I've got two Whisper power filters sitting in a closet. There is an extra Penguin (125 I think?) laying around somewhere..... Might look at an aquclear. I have a Fluval 303 cannister that needs a part. When I can get it, that is the one I'll be using.

Was thinking about drilling very small holes in some rigid airline then plugging one end up. Kinda like a low profile airstone. Maybe put this under the filter. Hows that sound?

Rob A
30 gal hex community
30 gal african cichlid, 4 saulosi


----------



## Justin Fournier (Jan 27, 2004)

I don't think the whispers or the Penguin will work, because there is no media to trap the bubble. What part are you missing from the fluval, can't be that hard to get. On the other hand, you can probably find an aquaclear for $5 used somewhere.


----------



## kherman (Apr 7, 2003)

How big is the tank you are getting back?

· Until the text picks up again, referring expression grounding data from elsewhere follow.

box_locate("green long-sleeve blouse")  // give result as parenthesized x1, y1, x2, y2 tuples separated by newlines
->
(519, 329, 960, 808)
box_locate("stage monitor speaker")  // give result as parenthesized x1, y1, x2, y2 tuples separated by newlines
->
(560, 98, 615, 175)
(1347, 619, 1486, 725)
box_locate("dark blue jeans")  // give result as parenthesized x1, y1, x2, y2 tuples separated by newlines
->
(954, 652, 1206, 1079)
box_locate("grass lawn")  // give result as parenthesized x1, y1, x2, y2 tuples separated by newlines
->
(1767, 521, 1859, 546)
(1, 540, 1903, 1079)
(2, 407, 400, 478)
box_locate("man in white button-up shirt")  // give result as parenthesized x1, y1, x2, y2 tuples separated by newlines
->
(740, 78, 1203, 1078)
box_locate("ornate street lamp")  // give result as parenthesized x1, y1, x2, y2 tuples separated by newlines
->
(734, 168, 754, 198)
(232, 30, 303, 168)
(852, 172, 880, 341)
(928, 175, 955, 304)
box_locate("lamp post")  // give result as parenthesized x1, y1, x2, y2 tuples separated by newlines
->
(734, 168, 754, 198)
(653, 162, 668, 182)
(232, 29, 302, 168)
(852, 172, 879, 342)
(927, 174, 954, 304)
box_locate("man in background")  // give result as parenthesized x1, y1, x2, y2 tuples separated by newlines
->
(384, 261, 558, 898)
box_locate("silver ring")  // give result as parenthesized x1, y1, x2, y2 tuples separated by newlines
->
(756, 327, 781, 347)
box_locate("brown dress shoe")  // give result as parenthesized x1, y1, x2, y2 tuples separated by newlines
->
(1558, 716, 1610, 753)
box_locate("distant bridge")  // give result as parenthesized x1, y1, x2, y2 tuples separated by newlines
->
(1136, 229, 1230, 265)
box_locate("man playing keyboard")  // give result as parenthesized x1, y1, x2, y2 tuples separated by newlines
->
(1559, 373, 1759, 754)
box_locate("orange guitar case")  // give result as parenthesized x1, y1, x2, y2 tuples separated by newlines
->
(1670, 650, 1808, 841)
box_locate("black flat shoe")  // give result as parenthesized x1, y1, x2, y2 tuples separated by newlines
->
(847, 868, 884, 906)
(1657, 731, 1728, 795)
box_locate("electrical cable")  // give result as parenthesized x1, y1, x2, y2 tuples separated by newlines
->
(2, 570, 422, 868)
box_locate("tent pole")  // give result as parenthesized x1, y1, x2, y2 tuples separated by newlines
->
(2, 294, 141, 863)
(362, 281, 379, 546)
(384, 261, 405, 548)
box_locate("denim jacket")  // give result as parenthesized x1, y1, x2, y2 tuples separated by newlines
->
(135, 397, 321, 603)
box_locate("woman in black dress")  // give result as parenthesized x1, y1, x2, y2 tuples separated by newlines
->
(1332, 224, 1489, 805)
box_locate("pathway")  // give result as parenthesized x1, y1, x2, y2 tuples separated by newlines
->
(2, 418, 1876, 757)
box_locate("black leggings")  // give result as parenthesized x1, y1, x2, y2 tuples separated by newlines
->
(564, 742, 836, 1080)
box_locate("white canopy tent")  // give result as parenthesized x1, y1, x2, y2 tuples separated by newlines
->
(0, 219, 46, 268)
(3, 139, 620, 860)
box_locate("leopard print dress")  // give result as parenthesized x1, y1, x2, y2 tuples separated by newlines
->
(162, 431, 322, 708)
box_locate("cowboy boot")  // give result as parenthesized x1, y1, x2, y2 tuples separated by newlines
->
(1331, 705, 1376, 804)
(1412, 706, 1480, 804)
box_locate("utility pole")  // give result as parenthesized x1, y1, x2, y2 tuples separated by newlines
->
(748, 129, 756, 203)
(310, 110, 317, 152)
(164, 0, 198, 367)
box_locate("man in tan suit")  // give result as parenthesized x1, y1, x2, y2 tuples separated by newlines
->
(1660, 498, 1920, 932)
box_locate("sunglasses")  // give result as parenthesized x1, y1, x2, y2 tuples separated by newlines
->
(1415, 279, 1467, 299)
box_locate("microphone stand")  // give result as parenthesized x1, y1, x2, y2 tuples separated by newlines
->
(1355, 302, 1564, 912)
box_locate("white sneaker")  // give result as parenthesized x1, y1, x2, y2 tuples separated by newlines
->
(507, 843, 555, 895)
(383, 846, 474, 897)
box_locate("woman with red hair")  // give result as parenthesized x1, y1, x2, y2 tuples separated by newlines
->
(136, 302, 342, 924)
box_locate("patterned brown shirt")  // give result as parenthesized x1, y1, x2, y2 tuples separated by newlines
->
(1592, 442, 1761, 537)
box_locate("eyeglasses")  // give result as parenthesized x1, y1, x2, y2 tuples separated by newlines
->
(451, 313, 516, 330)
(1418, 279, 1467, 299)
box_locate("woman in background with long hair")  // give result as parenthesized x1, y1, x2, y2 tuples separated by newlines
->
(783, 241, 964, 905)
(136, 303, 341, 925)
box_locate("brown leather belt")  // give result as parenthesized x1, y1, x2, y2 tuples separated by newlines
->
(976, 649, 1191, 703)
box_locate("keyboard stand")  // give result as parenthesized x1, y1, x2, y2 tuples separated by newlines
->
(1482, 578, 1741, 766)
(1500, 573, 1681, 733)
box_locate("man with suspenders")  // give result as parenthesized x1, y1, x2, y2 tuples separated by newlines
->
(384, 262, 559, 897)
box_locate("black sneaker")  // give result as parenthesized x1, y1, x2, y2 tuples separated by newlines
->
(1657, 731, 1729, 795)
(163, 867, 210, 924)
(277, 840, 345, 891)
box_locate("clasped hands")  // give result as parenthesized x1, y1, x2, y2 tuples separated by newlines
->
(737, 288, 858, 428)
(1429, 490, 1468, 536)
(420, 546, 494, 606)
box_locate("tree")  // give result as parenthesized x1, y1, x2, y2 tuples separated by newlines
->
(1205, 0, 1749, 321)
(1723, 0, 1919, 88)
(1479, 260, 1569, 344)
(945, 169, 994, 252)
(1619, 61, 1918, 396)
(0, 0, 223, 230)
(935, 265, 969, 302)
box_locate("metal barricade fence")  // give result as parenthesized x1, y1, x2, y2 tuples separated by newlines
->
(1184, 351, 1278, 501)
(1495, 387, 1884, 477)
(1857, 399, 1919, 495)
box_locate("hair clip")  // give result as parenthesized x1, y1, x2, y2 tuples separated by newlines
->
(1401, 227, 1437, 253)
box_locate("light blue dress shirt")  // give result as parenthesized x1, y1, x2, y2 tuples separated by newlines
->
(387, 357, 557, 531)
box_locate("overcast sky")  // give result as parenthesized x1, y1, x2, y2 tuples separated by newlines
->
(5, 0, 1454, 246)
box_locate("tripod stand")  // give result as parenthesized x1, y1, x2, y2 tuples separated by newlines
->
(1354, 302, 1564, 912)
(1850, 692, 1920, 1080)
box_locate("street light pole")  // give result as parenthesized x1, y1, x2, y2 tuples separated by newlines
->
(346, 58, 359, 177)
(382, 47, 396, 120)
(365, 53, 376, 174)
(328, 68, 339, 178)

------------------------------
Karl's Parts And Construction Journal


----------



## Jon Mulzer (Mar 9, 2003)

http://www.petmeister.com/cat40_1.htm

There is a link to some '03 series fluval parts. I don't know what you need but none of them are terribly expensive. There may be other places, I just remembered seeing this particular one.

----------------------------

15XH, 36W PC, XP-1, Onyx Sand, DIY CO2

Crypts ciliata and wendtii bronze and red, "sunset" hygro, green hygro, pennywort, wisteria and java fern and moss.


----------



## Rob A (Jun 26, 2003)

Thanks for the link on the parts. Good price on the parts. It needs an impellar.

I think that the tank is a 25 gal. It's a Long hex, at least that's what I think it is called. Approx 16"-18" tall. I found it at a yard sale for $8.Tank, stand, light, couple of filters, filter pads. Great deal. I loaned it to my mother-in-law for her breeding angle fish. They are about to lay another clutch of eggs. After they do I should be able to get it back. She's moving them into another tank. I can't wait to get it back. 

I'll try to get the part for the canister and use that instead. But if not, I'll give this idea a shot. Can't hurt.

Thanks folks.

Rob A
30 gal hex community
30 gal african cichlid, 4 saulosi


----------